We found that the current regime of ebselen administration was well-tolerated with no serious adverse events and a side-effect profile similar to placebo. This is similar to findings with ebselen in other studies including one in bipolar patients with mania or hypomania where ebselen was added to ongoing antipsychotic drug treatment [26].

Several limitations in the current study should be addressed in future studies. The evidence regarding the normalization of emotional processing after antidepressant treatment in patients unresponsive to medication is still limited, and more data are required to assess the extent of the reversal of negative biases in this population. The experimental design of our study did not allow us to measure the clinical effectiveness of ebselen, as a longer study period is required to observe changes in depressive symptoms measured using clinical scales. We chose to study ebselen in patients insufficiently helped by conventional antidepressant because this is an accepted use of lithium rather than as a first line antidepressant treatment. However, given the ebselen effects on emotional processing and brain neurochemistry in healthy volunteers, it is possible that unmedicated depressed patients might benefit from ebselen monotherapy.

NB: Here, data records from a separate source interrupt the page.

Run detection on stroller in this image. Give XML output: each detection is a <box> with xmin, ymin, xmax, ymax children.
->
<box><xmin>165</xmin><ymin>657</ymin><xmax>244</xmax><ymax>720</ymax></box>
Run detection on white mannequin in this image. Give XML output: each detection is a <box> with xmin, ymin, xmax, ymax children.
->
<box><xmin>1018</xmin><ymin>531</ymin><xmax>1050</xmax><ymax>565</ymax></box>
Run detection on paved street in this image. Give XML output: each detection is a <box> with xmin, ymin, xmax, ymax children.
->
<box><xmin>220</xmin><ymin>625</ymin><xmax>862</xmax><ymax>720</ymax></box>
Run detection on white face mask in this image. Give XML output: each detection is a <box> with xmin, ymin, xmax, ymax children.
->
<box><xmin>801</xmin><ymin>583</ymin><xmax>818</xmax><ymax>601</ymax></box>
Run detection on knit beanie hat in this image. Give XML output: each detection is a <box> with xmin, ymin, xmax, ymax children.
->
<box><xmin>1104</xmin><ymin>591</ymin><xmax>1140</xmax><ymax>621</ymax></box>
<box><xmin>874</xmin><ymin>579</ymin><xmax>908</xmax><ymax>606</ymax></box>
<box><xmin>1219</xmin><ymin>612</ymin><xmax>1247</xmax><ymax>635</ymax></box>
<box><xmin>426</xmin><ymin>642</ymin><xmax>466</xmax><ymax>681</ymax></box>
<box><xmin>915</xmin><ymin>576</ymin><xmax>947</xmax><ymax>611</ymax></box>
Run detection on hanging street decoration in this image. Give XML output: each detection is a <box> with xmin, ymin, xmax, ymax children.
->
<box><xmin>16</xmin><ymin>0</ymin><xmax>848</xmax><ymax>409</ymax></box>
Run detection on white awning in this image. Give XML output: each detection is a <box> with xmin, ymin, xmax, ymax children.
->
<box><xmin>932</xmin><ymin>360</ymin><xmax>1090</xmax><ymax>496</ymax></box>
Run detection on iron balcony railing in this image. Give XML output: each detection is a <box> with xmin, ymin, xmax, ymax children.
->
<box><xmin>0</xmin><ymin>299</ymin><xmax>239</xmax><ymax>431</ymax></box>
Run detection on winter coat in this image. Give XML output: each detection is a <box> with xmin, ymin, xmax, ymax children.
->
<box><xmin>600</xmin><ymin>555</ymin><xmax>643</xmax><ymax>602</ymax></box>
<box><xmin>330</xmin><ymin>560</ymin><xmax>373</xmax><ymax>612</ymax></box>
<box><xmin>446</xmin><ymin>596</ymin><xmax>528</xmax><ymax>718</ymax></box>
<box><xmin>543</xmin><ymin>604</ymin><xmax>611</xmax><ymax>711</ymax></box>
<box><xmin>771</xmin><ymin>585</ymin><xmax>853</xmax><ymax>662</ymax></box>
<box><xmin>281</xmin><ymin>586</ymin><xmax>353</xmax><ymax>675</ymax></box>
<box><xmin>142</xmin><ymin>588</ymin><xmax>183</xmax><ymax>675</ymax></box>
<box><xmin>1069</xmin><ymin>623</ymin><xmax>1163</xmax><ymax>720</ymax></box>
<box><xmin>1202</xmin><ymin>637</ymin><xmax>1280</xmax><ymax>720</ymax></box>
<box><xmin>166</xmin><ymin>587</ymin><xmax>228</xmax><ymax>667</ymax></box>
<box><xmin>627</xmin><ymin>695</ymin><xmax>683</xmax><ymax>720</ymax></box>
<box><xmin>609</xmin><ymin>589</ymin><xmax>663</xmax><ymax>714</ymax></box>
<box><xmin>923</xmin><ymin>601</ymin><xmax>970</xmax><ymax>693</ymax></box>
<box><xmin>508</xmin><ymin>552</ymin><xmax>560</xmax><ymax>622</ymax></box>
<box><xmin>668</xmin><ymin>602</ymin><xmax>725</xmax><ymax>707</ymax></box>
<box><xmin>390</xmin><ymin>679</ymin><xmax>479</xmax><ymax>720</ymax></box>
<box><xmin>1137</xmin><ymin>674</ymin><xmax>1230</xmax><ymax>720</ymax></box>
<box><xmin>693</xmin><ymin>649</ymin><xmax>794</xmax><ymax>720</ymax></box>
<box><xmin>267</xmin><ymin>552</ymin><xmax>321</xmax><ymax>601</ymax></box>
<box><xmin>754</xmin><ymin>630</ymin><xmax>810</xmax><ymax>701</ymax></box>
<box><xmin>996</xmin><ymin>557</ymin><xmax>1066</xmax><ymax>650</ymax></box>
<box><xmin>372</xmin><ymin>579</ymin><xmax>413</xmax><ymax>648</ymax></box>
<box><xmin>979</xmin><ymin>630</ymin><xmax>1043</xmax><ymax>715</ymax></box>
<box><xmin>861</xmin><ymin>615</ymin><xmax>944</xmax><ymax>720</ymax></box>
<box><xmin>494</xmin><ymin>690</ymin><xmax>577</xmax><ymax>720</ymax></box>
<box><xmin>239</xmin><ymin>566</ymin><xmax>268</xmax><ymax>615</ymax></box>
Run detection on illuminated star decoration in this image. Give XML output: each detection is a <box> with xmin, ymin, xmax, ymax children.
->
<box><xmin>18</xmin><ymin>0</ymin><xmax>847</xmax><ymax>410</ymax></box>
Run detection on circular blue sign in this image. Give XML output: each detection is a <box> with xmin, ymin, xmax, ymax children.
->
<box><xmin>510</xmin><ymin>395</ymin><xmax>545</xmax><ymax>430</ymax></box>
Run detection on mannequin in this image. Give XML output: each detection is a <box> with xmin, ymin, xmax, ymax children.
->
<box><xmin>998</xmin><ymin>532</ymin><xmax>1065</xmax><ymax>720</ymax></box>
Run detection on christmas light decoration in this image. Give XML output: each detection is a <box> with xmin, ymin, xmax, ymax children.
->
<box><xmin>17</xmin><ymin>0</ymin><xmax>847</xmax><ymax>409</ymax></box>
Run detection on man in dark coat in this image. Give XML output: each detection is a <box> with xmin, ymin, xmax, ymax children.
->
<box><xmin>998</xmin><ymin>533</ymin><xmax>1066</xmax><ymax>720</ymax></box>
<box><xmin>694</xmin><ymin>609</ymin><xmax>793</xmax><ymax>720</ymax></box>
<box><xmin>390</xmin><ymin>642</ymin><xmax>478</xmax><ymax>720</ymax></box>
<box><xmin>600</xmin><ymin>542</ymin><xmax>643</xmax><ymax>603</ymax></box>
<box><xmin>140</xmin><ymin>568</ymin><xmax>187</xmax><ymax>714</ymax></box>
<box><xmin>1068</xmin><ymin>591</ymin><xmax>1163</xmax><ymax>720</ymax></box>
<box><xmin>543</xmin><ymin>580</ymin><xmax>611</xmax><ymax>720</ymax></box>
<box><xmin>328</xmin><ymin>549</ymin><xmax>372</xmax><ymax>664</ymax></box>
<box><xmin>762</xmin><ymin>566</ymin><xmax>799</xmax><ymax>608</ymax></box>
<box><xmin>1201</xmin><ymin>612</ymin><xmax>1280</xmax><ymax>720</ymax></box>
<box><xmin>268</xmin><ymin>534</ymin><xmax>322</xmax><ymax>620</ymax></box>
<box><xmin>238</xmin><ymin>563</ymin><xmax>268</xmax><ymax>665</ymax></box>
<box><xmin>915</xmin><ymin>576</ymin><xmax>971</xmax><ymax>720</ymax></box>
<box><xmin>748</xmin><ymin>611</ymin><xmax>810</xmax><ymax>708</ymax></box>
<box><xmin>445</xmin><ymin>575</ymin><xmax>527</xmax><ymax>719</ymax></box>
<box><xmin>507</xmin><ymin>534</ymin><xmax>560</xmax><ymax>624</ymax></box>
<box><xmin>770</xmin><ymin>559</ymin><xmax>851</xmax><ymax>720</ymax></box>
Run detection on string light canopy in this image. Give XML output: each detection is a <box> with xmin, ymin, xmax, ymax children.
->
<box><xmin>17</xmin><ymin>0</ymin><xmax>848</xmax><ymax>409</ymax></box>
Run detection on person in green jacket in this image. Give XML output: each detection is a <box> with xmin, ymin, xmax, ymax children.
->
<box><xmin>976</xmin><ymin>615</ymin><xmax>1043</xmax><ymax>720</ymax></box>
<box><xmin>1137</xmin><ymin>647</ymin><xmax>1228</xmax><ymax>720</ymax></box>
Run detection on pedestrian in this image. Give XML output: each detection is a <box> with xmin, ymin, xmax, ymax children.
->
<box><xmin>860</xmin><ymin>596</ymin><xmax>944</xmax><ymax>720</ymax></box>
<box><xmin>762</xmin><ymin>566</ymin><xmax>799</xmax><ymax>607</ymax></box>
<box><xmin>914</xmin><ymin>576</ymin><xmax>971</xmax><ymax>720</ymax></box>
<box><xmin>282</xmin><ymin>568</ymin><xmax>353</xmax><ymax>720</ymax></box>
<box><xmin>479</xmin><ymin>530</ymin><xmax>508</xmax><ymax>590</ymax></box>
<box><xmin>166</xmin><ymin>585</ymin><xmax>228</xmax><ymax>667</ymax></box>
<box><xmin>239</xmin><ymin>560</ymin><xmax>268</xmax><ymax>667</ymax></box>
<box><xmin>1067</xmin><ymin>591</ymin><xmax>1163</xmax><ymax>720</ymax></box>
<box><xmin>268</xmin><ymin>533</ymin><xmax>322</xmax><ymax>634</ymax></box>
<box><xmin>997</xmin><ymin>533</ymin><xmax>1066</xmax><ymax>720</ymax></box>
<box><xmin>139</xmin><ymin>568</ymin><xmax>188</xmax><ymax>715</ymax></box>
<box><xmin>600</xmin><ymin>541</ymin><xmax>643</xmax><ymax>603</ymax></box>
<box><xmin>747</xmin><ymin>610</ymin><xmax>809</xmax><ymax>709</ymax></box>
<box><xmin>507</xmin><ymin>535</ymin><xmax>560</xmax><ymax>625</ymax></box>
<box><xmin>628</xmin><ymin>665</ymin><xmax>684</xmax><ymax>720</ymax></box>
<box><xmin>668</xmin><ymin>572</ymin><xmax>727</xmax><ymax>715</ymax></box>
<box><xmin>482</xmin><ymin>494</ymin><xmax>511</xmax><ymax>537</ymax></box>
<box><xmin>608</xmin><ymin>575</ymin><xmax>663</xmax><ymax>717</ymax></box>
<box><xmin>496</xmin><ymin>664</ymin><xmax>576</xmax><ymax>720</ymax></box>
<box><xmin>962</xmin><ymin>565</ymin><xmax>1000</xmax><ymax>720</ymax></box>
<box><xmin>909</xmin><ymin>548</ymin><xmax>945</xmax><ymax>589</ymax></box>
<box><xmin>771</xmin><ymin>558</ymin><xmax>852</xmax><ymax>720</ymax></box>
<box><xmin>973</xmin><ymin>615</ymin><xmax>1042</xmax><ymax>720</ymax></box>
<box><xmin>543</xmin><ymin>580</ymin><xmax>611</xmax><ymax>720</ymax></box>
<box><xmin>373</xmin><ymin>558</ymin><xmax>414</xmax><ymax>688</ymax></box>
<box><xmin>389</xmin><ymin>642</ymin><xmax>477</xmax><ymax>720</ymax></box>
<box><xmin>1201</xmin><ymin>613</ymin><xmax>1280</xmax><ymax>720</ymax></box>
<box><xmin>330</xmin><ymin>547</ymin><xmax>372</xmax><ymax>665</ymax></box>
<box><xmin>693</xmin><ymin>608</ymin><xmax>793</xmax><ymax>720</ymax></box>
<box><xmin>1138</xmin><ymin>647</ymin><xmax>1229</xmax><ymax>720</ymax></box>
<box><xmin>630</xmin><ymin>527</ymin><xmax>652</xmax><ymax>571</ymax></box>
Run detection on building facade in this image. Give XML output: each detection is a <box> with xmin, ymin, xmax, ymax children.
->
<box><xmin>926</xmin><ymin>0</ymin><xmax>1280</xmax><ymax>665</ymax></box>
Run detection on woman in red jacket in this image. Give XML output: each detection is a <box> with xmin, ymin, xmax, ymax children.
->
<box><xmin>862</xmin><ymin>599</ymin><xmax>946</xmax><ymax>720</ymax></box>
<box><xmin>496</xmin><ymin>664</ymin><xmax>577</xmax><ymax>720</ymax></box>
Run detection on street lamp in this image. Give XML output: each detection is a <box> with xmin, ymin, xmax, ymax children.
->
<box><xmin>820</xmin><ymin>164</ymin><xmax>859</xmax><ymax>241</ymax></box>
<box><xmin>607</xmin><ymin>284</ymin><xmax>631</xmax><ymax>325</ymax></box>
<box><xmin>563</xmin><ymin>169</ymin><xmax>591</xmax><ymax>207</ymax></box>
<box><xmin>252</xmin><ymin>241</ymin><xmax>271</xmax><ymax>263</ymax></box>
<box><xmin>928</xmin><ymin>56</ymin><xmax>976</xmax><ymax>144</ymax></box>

There could also be a longer-term preventative role for ebselen in that a cohort study in the Finnish population reported that lithium monotherapy reduced hospital readmission in patients with unipolar depression more than conventional antidepressant treatments [27]. However, we should note that while short-term treatment with ebselen is well-tolerated, the longest treatment duration with ebselen in published studies is four weeks [7, 28] and many important side effects related to lithium (thyroid and kidney disease) may develop later.

Interestingly, there may be a role for inositol treatment in preventing some of the adverse effects of lithium [29]. This is because oral inositol administration has little brain penetration and therefore may address the peripheral consequences of inositol depletion without attenuating the CNS actions of lithium. The same would presumably apply to ebselen.

Our experimental medicine study did not find any positive shift in emotional bias in depressed patients with an inadequate response to antidepressant medication. As a positive shift in emotional processing bias was used as a surrogate marker of antidepressant potential in the study, our study did not support any antidepressant potential in depressed patients who were currently on their antidepressants. We previously found that this regime of ebselen administration, given for three weeks, provided evidence of a therapeutic benefit in patients with mania/hypomania [26]. We therefore believe it worthwhile further exploring the role for ebselen in the treatment of bipolar disorder, where drugs with the effectiveness of lithium but with an improved safety profile are needed.